El Tiempo Latino – It’s Time for Latino Workers to Rise Up Against Non-Competes
Reporter Karina Montoya shows how non-competes can disproportionally affect Latino workers in different sectors.
In 2017, Michael, a single father living in Florida, found a new job at a bank as a security guard, after having resigned his previous employer due to a family emergency. A few months into the new job, he was fired. Almost a decade earlier, a textile factory manager named Keith in North Carolina switched jobs at a rival company that offered him a better salary. A few months later, he was fired, too. Both had one thing in common: their previous employers made them sign non-compete clauses as part of their contracts. Their new employers were notified and told to let the employees go or risk a lawsuit.

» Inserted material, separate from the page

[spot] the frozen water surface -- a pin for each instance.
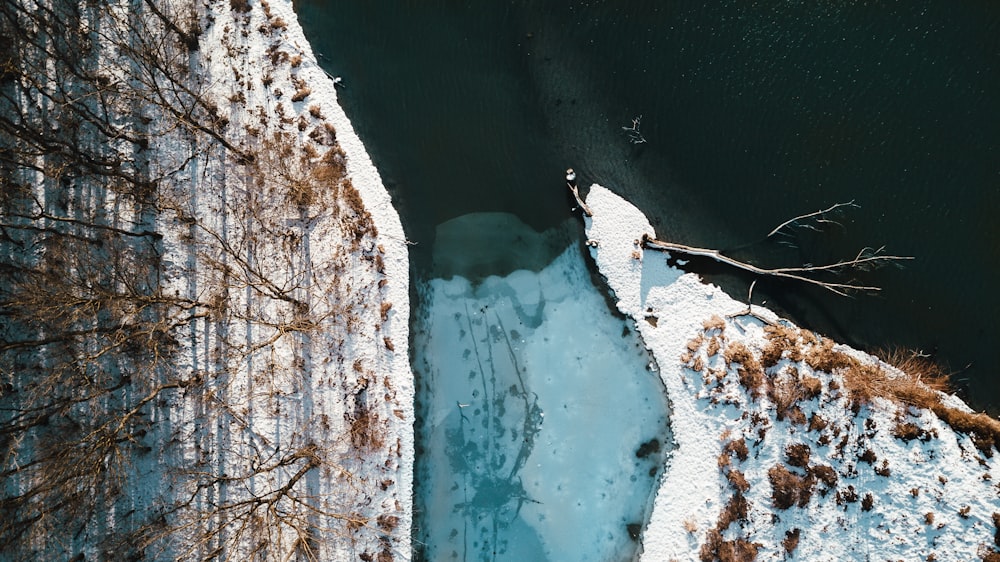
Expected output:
(541, 426)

Non-compete clauses prevent workers from joining a competing employer or starting a new competing business after they leave their post for an established period of time that can last for months and within a certain geographic area. Earlier this month, the Federal Trade Commission (FTC) — an agency with authority to define and prohibit unfair methods of competition — proposed a federal ban on these agreements, which will impact payroll workers as well as freelancers. The proposal would also invalidate current non-competes, releasing an estimated 30 million Americans from the restrictive contracts.
Non-competes are commonplace in the industries that employed Michael and Keith, which also happen to employ many Latino workers. In security services, for example, Latinos represent 17 percent of workers, while in the textile industry — anything from apparel to leather manufacturing — that figure is 28 percent, according to the latest data by the Bureau of Labor Statistics.